Materials and Methods

Mice.

Wild-type C57BL/6, NOD/LtJ, and R26^EGFP NOD were purchased from the Jackson Laboratory. SJL/J and congenic H-2^g7 C57BL/6 were purchased from National Cancer Institute animal production program. The RIP^CreERT mice were obtained from the Melton laboratory at Harvard University (18). Sox9^CreERT mice were previously described (73) and provided by M. Sander’s laboratory at University of California San Diego. Glu^rtTATetO^CreR26^tdRFP mice were provided by P.S.’s laboratory at University of Calgary. Nes^CreERT NOD mice were backcrossed from Nes^CreERT B6 mice purchased from Jackson Laboratory.
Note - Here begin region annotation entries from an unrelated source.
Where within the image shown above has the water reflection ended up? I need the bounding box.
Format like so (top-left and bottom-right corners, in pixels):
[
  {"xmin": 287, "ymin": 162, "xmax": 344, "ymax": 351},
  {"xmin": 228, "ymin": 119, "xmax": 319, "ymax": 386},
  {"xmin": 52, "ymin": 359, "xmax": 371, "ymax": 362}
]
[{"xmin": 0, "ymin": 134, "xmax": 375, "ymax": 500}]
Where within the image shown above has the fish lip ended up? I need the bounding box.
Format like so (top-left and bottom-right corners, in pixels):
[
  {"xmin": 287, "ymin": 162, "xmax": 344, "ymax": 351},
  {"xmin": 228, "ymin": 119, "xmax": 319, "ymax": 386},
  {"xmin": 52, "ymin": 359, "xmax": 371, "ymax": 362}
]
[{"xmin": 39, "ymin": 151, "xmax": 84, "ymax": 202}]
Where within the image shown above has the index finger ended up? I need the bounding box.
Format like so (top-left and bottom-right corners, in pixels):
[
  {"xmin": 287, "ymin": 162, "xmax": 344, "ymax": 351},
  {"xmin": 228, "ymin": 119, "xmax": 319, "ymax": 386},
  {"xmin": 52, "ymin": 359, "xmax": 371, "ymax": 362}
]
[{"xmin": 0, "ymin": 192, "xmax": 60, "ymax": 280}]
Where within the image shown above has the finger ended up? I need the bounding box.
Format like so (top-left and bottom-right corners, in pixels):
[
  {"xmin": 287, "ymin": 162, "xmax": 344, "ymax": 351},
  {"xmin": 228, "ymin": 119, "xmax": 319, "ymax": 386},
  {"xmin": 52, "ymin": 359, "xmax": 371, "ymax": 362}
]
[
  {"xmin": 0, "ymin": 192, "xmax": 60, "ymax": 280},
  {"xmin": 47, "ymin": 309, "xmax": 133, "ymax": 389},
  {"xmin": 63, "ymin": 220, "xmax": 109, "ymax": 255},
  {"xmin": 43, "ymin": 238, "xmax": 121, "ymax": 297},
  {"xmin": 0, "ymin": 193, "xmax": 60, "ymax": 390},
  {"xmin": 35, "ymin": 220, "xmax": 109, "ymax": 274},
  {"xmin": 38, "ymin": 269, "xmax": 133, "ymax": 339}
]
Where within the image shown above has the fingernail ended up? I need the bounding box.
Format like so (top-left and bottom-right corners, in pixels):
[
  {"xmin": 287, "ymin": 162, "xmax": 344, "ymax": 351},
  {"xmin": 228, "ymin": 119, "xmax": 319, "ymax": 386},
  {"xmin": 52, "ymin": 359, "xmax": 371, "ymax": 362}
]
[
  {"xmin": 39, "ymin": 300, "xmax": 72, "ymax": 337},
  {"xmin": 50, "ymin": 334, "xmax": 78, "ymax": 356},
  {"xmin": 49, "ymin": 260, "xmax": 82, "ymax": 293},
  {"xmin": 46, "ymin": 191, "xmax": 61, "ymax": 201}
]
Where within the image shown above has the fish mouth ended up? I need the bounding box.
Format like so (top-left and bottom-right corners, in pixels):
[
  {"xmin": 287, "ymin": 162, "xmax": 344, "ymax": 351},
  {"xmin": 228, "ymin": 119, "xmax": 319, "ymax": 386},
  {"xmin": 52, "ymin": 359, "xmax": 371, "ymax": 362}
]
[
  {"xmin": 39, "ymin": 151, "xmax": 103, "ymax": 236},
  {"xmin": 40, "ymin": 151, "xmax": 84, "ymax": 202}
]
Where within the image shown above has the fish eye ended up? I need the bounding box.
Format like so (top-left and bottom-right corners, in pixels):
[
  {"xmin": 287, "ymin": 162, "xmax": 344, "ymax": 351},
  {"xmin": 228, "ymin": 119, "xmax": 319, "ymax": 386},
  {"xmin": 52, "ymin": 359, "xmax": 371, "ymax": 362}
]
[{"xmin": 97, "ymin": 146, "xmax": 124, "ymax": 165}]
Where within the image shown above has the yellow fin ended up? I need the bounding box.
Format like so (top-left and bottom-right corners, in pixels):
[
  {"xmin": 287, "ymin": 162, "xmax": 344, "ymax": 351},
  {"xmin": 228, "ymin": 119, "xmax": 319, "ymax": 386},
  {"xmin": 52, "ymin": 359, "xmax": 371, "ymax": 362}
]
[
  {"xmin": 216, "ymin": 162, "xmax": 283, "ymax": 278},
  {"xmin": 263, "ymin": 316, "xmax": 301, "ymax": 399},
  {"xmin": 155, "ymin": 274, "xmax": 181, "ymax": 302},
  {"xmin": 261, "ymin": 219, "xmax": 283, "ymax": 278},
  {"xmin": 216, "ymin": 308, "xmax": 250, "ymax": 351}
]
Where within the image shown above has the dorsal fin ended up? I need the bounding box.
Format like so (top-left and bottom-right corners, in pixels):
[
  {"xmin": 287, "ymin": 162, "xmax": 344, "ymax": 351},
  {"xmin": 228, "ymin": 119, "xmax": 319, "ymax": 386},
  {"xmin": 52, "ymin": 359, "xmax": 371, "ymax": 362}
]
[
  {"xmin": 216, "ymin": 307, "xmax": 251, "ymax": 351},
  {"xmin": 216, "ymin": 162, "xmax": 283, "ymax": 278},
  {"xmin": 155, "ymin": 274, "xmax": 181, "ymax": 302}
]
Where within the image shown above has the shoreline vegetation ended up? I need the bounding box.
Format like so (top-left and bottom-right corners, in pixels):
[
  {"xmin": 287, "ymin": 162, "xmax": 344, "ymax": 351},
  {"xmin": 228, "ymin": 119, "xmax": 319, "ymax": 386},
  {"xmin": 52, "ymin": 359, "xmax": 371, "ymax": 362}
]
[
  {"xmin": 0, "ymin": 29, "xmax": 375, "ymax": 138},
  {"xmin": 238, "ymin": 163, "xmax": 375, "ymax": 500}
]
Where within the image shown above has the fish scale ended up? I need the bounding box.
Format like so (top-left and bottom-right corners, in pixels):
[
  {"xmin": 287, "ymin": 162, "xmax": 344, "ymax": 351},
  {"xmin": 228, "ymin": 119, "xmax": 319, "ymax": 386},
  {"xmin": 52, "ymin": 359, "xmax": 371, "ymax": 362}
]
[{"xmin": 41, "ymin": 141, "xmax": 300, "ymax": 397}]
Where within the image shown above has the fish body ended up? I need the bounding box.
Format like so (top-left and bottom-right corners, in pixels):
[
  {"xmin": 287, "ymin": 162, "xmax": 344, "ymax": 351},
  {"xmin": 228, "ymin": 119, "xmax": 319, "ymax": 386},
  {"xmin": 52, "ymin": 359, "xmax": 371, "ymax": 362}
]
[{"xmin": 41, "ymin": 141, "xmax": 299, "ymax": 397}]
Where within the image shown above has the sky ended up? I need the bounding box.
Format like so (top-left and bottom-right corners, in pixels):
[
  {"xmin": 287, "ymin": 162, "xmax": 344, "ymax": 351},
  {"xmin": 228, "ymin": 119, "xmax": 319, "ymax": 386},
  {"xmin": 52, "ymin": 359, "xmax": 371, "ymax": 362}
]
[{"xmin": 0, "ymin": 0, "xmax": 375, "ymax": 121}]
Lineage-tracing NOD mice were generated by crossing two strains of NOD mice at City of Hope Animal Research Facilities (COH ARC). Breeding strategies are described in SI Appendix. All experimental mice were housed in the specific pathogen-free rooms in the ARC. The animal use procedures were approved by the COH Institutional Animal Care and Use Committee.

Methods.

Induction of Haplo-MC and administration of GE, induction of EGFP and RFP for lineage tracing, immunohistochemistry and immunofluorescence staining, morphometric analysis and cell counting, IPGTT, pancreas isolation and flow cytometry, and statistical analysis were described in our previous publications (16, 30, 74) and in SI Appendix, Materials and Methods.

Data Availability.

All study data are included in the article and SI Appendix.